Après un Deux jours à tuer d’une gravité rare dans sa filmographie, Jean Becker revient au cinéma ayant fait son succès ces dernières années et s’offre une récréation avec La Tête en friche, petit projet sans autre prétention que de glorifier encore et toujours les mêmes valeurs. L’amour, l’amitié, la vie rurale,… toutes ces choses sur lesquelles aiment à s’épancher les grands-mères à moustache. Mais s’il pourra donner l’impression de radoter quelque peu, papi Becker n’en réussit pas moins son coup. Sans se fouler, sans surprendre, mais avec un savoir-faire et un ton que les fans sauront certainement apprécier.

Douce France…

Depuis 1999 et Les Enfants du marais, Jean Becker s’est fait une spécialité des longs-métrages glorifiant une certaine vision de la France. Celle du passé, de la campagne, où les gens et les relations entre eux étaient soi-disant plus sains, plus simples. Limite réac’, ce discours évitait malgré tout de basculer dans le répulsif grâce à l’humour du réalisateur, sa mise en images lumineuse et, surtout, des galeries de personnages à chaque fois servies par des acteurs incroyables, sachant rendre leurs rôles attachants et humains tout en évitant le cliché. Une recette déjà éprouvée plusieurs fois – avec succès – et que Becker réutilise donc telle quelle, sans chercher à la faire évoluer ne serait-ce que d’un iota. « Solution de facilité », pensez-vous ? Et combien vous avez raison ! D’une simplicité conférant parfois presque au simpliste (voir comment on entre dans le « vif du sujet » sans avoir recours à la moindre exposition), le scénario déroule son intrigue avec une totale absence d’enjeu pour mieux retranscrire cette idée de chronique de vie, comme c’était le cas dans Les Enfants du marais.
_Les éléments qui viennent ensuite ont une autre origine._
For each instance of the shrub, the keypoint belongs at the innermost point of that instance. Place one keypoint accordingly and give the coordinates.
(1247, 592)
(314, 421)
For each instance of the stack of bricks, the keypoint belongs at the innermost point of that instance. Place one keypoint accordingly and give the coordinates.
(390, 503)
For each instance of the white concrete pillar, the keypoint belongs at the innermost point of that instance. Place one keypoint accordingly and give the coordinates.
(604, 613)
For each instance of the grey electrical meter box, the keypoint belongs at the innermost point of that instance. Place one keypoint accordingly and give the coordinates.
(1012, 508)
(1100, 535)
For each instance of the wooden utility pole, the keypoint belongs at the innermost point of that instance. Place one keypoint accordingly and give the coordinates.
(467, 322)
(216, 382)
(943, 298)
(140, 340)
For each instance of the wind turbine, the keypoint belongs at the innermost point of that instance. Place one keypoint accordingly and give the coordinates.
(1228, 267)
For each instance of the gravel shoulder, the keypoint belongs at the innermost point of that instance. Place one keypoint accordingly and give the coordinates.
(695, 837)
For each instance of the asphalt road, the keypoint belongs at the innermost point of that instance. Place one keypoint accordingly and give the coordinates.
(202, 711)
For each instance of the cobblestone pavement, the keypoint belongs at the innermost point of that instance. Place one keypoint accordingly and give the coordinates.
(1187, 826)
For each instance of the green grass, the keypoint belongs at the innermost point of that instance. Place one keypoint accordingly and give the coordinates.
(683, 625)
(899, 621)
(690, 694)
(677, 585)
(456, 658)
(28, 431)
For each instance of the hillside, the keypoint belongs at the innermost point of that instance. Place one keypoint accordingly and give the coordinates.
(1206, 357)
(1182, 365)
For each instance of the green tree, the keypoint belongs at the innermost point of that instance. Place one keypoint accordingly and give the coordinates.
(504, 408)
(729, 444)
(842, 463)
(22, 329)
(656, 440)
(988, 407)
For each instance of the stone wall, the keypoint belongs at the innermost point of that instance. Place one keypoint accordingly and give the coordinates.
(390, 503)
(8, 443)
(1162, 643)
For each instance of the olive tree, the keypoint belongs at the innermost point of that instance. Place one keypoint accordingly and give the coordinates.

Et entre coups au troquet avec les potes ou discussions poétiques avec la tendre Margueritte, force est de reconnaître qu’on se laisse embarquer dans ce jardin d’Eden oublié du Temps bien que ne nous soit pas épargnée une poignée de gags bien lourdingues, conséquences aux lacunes intellectuelles du personnage principal sur lesquelles le film insiste grossièrement.

Le paradoxe Depardieu

Mais l’élément le plus révélateur de la prise de risque nulle empruntée par La Tête en friche, c’est sans conteste la présence en tête d’affiche de Gérard Depardieu. Un monstre sacré donnant l’impression de participer à tous les films du cinéma français, à tort et à travers, et ce n’est pas son petit dernier qui inversera la tendance. Après le mini-scandale ayant accompagné la sortie de L’Autre Dumas, nous avons ainsi droit à un autre casting hautement discutable puisque, cette fois, « Depardiou » vient incarner – à grand renfort de coloration capillaire – un homme plus jeune que lui d’une grosse quinzaine d’années. Une différence conséquente et que l’on n’intègre pas forcément à la vision du film, ce qui peut soulever quelques interrogations chez le spectateur (que fait-il avec une fille si jeune ?) mais prouve par-dessus tout, assez tristement, le défi zéro représenté par le nouvel effort de Becker. Prendre une grosse star pour s’assurer l’empathie du public et une couverture médiatique suffisamment porteuse, quitte à faire n’importe quoi au casting. Ou presque, et c’est là le paradoxe, car le comédien – que nous n’arrivons pas une seule seconde à imaginer en homme de 45 ans – est pourtant impeccable dans la salopette de Germain et, après le récent Mammuth, continue de prouver qu’il est bien un des très grands de la profession. Un paradoxe, donc, semblable à celui du projet dans son entièreté où l’on est déçus par le manque d’originalité et en même temps contentés par quelque chose de familier, provoquant toujours une sympathie intacte chez nous.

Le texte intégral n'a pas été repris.